Sadece "Bursa Nutkunu tekrar hatırlat çocuk" diyordu bana.
UTANDIM!
Türk Gençliği adına UTANDIM!
Terler içinde uyandığımda, saat gece yarısı 03:05 'di.
Tüm yoldaşlarıma makalemi yazdığım bu saatte seslenmek istiyorum.
Yoldaşlarım, biz hiç bir ülkenin devamı değiliz. Bizler esarete ve gericiliğe başkaldırışın en güzel örneğiyiz. Çünkü bizler Mustafa Kemal'in neferleriyiz.
Bizler bu toprakların çocuklarıyız!
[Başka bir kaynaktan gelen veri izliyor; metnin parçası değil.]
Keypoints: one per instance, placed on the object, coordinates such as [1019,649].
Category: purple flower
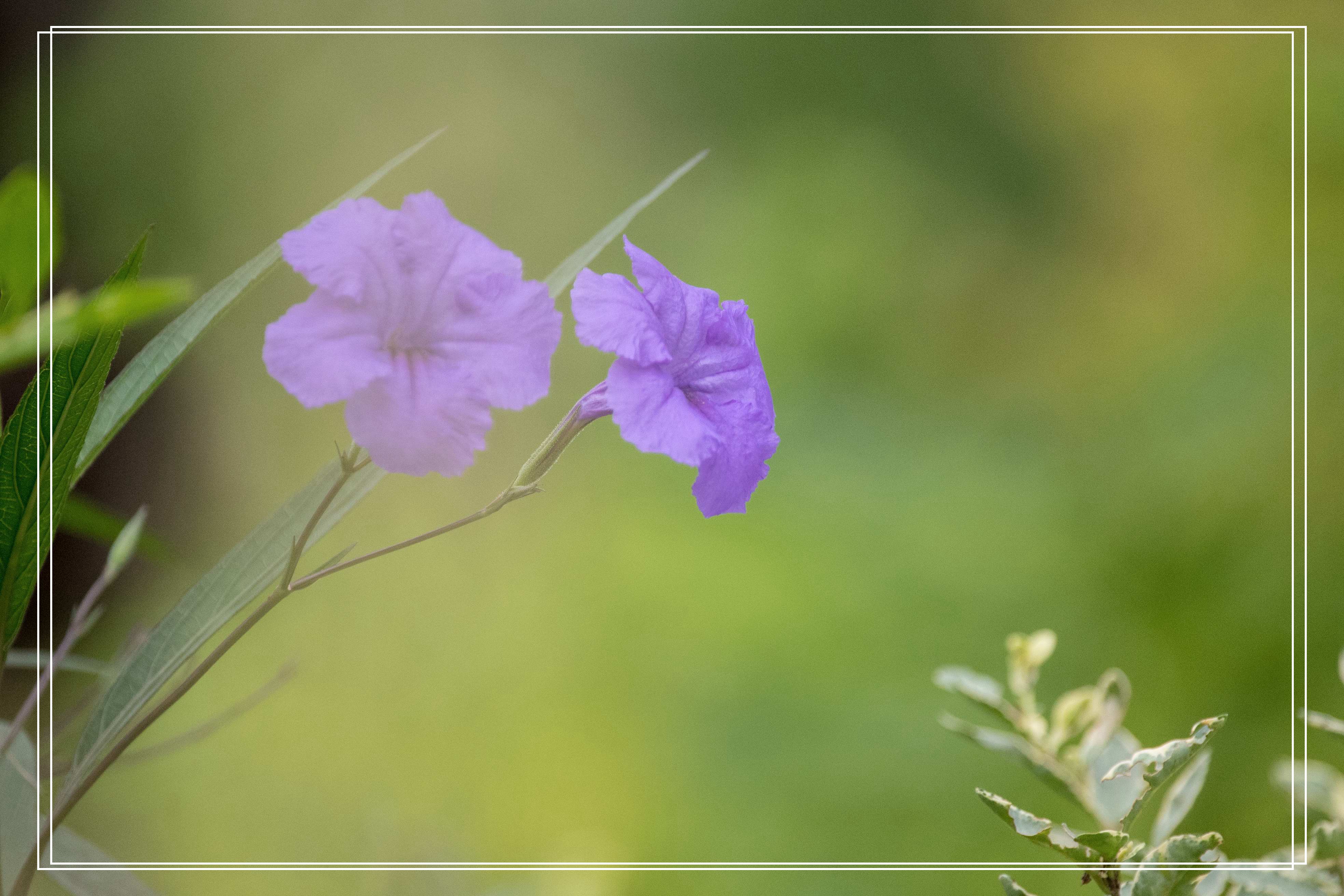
[419,323]
[687,381]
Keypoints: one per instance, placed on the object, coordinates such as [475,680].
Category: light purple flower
[419,323]
[687,381]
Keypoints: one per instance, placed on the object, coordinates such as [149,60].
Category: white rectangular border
[49,34]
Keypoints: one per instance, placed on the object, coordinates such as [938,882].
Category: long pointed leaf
[148,368]
[41,450]
[570,268]
[257,561]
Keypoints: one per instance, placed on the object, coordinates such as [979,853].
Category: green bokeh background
[1025,305]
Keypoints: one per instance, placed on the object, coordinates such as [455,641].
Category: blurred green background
[1025,305]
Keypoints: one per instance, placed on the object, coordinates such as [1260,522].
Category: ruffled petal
[613,316]
[655,416]
[349,250]
[471,305]
[424,417]
[324,350]
[730,475]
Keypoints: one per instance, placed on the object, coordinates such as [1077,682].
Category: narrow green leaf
[1038,831]
[1185,850]
[73,663]
[1180,796]
[241,575]
[570,268]
[1327,841]
[978,688]
[124,547]
[69,847]
[96,523]
[19,273]
[1018,747]
[43,450]
[232,585]
[148,368]
[1159,765]
[18,805]
[1011,887]
[68,319]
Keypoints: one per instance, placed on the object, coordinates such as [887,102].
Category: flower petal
[613,316]
[349,250]
[470,304]
[324,350]
[730,475]
[425,417]
[655,416]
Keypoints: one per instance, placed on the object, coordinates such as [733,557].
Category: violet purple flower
[420,323]
[687,381]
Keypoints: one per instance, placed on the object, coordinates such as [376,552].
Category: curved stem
[350,465]
[507,496]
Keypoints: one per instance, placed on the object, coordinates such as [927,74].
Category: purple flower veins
[419,323]
[687,381]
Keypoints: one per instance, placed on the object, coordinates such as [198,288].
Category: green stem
[350,465]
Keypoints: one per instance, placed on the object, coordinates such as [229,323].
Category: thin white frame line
[712,30]
[679,31]
[1292,440]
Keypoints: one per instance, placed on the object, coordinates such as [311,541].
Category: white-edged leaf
[148,368]
[1185,850]
[1180,796]
[1113,798]
[232,585]
[1037,829]
[1162,764]
[570,268]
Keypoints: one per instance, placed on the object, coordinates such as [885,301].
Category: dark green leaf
[73,663]
[148,368]
[19,270]
[68,319]
[45,452]
[249,568]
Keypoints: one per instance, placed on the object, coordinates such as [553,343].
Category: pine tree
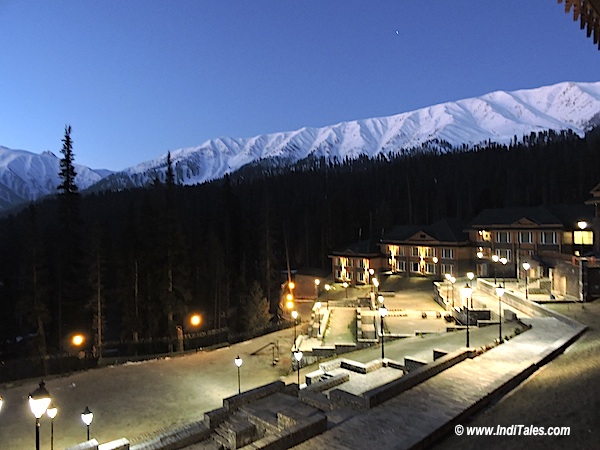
[67,173]
[71,279]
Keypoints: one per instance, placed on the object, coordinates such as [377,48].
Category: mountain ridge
[499,117]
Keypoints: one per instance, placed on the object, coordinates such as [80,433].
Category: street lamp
[495,258]
[318,308]
[526,267]
[468,293]
[470,276]
[38,402]
[238,362]
[327,288]
[500,293]
[298,357]
[294,316]
[382,314]
[52,411]
[87,416]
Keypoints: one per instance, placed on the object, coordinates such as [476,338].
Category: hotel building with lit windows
[559,243]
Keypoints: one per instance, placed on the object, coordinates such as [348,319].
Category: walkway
[423,414]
Bizler bu topraklarda mal, mülk, şöhret hesabı etmeden mücadele ediyoruz!
Vatan elden gitse de, yargı siyasallaşsa da, halk karanlığa, yobazlığa ve hatta tarikat ve cemaatlerin güdümüne itilse de, bizler halkı uyandıracağız, bilinçlendireceğiz ve aydınlatacağız. Ne ülkemizi, ne de kültürümüzü küresel haramilere ve onların uşaklarına yağmalatmayacağız, soydurtmayacağız.
Unutmayalım ki, her karanlığın aydınlığı, her düşüşün bir kalkışı ve her bitişin elbette yeni bir başlangıcı vardır!
Yoldaşlarım, yarınımız güzel olacak. Bizleri öldürseler de, hapsetseler de ve hatta iftira bile atsalar biz birbirimizi, gerçek bizi biliriz ve umudumuzu önce içimizdeki Mustafa Kemal ATATÜRK sevgisinden, daha sonrada birbirimizden alacağız!
Eninde sonunda MUSTAFA KEMAL'LER kazanacak!